Sunday, July 04, 2010

Reading two good books on using MapReduce algorithms for large scale text processing

I have a fair amount of experience with Hadoop, but little experience with associated tools like Pig and Mahout. I can spend more time with Pig in my local sandbox but I wanted more formal help getting up to speed with Mahout and general MapReduce application programming. I purchased the MEAP for Mahout In Action, reading new chapters as they are available. The authors (especially Robin Anil) have been very helpful on the online forum for the book, and I have found the material to be useful and interesting.

Another book I bought was just delivered yesterday morning: Data-Intensive Text Processing with MapReduce. I have only read the first few chapters but the book has been very interesting and informative.
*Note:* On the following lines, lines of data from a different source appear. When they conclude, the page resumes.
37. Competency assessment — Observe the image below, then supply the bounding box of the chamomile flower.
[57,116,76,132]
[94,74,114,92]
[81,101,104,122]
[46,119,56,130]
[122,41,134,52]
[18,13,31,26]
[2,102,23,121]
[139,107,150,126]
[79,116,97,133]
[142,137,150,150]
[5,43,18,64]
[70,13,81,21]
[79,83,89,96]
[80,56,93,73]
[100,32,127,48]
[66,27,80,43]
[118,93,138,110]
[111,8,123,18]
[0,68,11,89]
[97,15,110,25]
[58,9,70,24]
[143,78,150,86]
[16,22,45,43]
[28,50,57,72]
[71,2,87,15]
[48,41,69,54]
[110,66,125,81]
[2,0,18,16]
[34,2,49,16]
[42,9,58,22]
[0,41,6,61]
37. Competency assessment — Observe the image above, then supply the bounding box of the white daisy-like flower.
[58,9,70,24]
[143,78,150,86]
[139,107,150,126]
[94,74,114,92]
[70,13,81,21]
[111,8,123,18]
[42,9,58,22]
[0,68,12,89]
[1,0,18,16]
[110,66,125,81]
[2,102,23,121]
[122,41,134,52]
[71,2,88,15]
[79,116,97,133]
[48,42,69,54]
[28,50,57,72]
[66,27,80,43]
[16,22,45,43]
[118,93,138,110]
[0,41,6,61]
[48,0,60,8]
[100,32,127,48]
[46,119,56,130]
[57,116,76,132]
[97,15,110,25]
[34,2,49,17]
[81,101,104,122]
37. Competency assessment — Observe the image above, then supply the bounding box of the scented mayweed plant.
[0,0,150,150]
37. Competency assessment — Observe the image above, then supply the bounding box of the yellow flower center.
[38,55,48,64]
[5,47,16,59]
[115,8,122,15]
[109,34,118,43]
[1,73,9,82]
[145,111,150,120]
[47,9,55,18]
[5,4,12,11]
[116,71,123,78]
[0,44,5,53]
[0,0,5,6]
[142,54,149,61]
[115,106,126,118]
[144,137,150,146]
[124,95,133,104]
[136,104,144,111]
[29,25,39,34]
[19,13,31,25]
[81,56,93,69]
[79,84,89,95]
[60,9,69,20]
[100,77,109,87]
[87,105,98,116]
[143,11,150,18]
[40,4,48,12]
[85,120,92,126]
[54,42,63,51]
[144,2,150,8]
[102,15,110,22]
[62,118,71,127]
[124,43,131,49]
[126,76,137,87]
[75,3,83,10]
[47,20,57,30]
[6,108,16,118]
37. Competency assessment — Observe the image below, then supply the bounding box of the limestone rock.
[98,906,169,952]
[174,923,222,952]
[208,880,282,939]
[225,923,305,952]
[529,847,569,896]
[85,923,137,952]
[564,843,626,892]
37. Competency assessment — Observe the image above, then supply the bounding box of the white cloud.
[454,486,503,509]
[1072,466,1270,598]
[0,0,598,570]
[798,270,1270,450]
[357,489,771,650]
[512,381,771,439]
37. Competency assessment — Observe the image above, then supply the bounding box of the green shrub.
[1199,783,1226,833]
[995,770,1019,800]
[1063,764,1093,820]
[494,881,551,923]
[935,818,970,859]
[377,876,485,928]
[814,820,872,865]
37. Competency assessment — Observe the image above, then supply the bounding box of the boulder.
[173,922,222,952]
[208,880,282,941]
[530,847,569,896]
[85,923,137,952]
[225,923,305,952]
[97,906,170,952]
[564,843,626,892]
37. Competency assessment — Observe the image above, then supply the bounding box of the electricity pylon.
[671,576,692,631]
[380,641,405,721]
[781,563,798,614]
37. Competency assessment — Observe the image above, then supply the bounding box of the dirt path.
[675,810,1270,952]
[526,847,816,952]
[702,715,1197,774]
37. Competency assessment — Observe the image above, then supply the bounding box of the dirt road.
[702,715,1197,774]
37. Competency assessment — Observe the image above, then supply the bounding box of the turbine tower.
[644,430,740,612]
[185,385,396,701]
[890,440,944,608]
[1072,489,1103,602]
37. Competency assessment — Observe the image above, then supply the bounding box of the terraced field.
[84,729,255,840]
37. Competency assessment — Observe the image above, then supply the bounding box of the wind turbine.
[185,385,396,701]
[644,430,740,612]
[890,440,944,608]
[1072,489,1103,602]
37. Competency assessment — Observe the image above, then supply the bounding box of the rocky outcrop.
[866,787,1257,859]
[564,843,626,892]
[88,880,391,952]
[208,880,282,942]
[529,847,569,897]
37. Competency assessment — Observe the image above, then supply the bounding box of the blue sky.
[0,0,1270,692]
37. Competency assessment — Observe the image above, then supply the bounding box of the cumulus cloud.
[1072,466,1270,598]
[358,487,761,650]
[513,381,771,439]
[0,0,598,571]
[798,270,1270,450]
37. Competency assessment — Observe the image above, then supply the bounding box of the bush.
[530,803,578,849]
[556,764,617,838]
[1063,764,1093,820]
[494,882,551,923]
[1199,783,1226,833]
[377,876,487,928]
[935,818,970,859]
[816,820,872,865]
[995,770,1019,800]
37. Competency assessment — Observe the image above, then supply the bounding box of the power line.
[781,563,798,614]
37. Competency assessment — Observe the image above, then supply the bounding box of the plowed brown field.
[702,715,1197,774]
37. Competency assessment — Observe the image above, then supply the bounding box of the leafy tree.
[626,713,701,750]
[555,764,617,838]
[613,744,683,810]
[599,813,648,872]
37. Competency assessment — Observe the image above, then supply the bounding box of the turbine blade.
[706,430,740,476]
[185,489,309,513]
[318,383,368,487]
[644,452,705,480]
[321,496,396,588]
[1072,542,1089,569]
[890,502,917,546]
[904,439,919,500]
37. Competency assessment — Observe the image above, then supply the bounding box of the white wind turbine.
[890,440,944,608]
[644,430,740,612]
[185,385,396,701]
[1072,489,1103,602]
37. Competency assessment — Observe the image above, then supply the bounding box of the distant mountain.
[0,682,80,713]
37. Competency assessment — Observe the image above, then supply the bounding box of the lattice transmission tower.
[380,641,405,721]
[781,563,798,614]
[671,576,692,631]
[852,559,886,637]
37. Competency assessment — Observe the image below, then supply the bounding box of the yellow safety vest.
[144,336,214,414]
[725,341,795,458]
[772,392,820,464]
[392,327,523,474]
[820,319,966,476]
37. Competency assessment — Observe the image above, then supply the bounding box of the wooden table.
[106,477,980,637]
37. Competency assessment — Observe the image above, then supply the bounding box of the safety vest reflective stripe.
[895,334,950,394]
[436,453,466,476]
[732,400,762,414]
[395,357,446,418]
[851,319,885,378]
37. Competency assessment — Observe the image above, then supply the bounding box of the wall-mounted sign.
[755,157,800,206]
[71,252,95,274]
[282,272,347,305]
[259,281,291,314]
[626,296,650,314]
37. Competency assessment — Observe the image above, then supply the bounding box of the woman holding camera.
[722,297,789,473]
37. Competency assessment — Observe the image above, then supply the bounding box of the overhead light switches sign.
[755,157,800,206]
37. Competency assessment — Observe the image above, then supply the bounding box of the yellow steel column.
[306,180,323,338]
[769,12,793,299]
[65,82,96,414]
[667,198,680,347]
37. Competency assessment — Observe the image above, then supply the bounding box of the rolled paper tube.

I have done some work based on Hadoop for about half the customers I have had in the last year and a half, and I believe that knowing how to horizontally scale out machine learning and text analytics applications has become a must-have skill.


Alex Ott said...

last beta of Data-Intensive Text Processing with MapReduce is also available online at

Mark Watson, author and consultant said...

Thanks Alex! Good link.

Alex Ott said...

Mark, have you heard about Cascalog - ? It built with Clojure on top of Cascading and allows easily write queries against data in Hadoop

P.S. I'm currently experimenting with same technologies - mahout, etc. ;-)

Mark Watson, author and consultant said...

I have looked at Cascalog, but not actually tried it.